Experimental program
Comparison scheme
Effect test

Embodiment 1

[0097] Example 1: Clinical Research

[0098] Patients with HER2-negative, HR-positive LA / MBC previously treated with taxanes in the neoadjuvant or adjuvant setting were recruited and randomized into one of two treatment groups. Known transfers to CNS are permitted but not required. Additional analyzes of CNS tumor efficacy were performed on patients with CNS tumor metastases.

[0099] Patients in treatment group 1 received 27 mg / m orally on day 1 of a 21-day cycle 2 Tesetaxel, and started on day 1 of a 21-day cycle and ended on day 15, 14 doses of 1,650 mg / m orally 2 The daily dose of capecitabine (825mg / m 2 , twice daily at intervals), beginning with an evening dose on Day 1 of each 21-day cycle and ending with a morning dose on Day 15. Treatment continued in 21-day cycles until a patient's disease progression or unacceptable toxicity was observed.

[0100] Beginning on day 1 of a 21-day cycle and ending on day 15, with 14 doses of 2,500 mg / m 2 Daily dose of capecitab...

Embodiment 2

[0102] Embodiment 2: clinical research

[0103] Elderly patients (≥65 years) with HER2-negative LA / MBC not previously treated with chemotherapy for LA / MBC were assigned to one treatment group without randomization. Inclusion criteria included prior endocrine therapy with or without a CDK 4 / 6 inhibitor, unless endocrine therapy was not specified. Known CNS transfers are allowed but not required.

[0104] On day 1 of each 21-day cycle, use 27 mg / m 2 Tesetaxel monotherapy was administered orally to patients once. Treatment continued in 21-day cycles until documented progressive disease (PD), unacceptable toxicity observed in the patient, or other decision to discontinue treatment.

[0105] The primary endpoint of the study was the investigator-assessed objective response rate using RECIST 1.1 criteria. Secondary endpoints included investigator-assessed progression-free survival and overall survival using RECIST 1.1 criteria. Efficacy on CNS metastasis is measured by CNS ob...

Embodiment 3

[0106] Embodiment 3: clinical research

[0107] Adult patients (≥18 years) with triple-negative LA / MBC who had not received prior chemotherapy for LA or metastatic disease were recruited and randomized into three treatment groups. The patient's most recent biopsy must be negative for HR. Known transfers to CNS are permitted but not required.

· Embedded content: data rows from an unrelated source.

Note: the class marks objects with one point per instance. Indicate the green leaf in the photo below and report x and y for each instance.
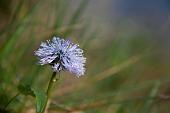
(25, 90)
(41, 100)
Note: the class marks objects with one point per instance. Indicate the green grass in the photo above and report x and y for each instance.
(124, 74)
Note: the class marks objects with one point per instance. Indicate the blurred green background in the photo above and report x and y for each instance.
(126, 43)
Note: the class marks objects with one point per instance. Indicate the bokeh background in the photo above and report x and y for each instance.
(126, 43)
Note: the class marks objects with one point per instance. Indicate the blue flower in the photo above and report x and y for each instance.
(62, 55)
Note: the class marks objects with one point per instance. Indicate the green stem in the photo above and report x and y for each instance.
(13, 98)
(50, 85)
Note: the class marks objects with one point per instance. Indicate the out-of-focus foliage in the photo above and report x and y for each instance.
(125, 71)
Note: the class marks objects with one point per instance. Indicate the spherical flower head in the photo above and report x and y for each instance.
(62, 55)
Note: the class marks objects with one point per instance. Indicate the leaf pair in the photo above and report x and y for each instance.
(41, 96)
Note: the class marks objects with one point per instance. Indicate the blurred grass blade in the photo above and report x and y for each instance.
(148, 103)
(76, 15)
(116, 69)
(61, 13)
(11, 41)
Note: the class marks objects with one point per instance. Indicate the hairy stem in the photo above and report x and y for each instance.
(50, 85)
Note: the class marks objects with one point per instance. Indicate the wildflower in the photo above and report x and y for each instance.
(62, 55)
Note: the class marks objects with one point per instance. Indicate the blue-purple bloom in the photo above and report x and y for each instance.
(62, 55)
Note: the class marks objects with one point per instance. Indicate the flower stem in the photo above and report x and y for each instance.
(13, 98)
(50, 85)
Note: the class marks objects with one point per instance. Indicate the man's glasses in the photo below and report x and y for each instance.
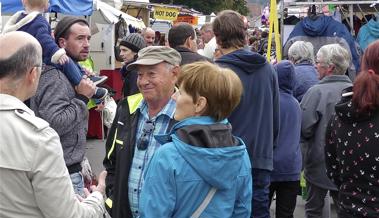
(148, 128)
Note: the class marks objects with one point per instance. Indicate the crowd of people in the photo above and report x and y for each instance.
(214, 132)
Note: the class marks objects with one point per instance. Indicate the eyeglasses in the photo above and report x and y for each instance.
(148, 128)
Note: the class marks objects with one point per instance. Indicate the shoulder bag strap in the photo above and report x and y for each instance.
(205, 203)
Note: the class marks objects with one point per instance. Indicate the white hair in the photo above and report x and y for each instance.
(337, 55)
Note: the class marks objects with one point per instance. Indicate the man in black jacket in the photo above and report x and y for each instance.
(182, 37)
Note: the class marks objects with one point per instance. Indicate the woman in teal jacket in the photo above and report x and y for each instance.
(200, 155)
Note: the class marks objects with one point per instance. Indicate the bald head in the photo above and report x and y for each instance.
(19, 52)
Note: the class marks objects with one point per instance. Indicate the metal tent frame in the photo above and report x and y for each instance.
(351, 4)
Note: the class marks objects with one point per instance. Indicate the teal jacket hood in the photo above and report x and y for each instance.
(209, 148)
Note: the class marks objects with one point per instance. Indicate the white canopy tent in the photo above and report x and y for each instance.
(112, 15)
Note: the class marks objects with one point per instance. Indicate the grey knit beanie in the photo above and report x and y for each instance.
(64, 24)
(134, 42)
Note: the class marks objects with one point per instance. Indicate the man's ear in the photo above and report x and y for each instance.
(201, 105)
(175, 72)
(62, 43)
(33, 75)
(188, 42)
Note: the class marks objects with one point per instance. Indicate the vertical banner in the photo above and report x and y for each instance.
(274, 27)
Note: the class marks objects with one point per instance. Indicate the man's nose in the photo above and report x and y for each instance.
(86, 43)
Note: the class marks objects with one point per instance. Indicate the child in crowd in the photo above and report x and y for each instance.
(32, 22)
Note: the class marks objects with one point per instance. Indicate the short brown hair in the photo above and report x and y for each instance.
(220, 86)
(366, 85)
(229, 29)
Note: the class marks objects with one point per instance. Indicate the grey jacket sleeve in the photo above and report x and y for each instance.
(57, 103)
(276, 109)
(310, 113)
(52, 186)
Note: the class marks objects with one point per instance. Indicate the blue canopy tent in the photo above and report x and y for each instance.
(72, 7)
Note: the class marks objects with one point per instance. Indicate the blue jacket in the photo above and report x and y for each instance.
(256, 118)
(322, 31)
(199, 154)
(306, 76)
(368, 33)
(287, 154)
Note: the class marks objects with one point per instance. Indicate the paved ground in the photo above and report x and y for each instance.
(96, 153)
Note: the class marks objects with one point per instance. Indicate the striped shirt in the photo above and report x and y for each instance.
(142, 157)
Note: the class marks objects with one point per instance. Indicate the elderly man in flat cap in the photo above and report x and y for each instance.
(131, 144)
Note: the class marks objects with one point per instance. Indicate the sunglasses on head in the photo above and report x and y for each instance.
(148, 128)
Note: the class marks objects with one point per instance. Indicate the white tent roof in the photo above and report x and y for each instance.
(111, 14)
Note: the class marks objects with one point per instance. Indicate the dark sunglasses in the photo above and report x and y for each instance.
(148, 128)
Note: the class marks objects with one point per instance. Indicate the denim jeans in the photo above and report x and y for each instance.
(261, 190)
(78, 183)
(286, 194)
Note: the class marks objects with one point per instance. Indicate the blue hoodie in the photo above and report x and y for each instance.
(256, 118)
(368, 34)
(322, 31)
(287, 154)
(197, 155)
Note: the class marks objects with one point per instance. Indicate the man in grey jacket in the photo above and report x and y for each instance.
(317, 108)
(62, 105)
(34, 179)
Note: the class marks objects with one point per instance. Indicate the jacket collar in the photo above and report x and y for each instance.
(9, 102)
(335, 78)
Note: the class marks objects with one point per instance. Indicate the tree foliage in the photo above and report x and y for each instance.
(209, 6)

[0108] Administer 27 mg / m orally on day 1 of each 21-day cycle to treated patients 2 Tesetaxel, plus one of the following: (A1) Nivolumab (360 mg) IV infusion over 30 minutes on Day 1 of each 21-day cycle; (A2) Nivolumab (360 mg) on ​​Day 1 of each 21-day cycle pembrolizumab (200 mg) intravenously for 30 minutes every day; or (A3) atezolizumab (1200 mg) intravenously for 60 minutes on day 1 of each 21-day cycle (if the first infusion is allowed, all Subsequent infusions can be infused for 30 minutes). Treatment continued in 21-day cycles until documented progressive disease, unacceptable toxicity observed in the patient, or other d...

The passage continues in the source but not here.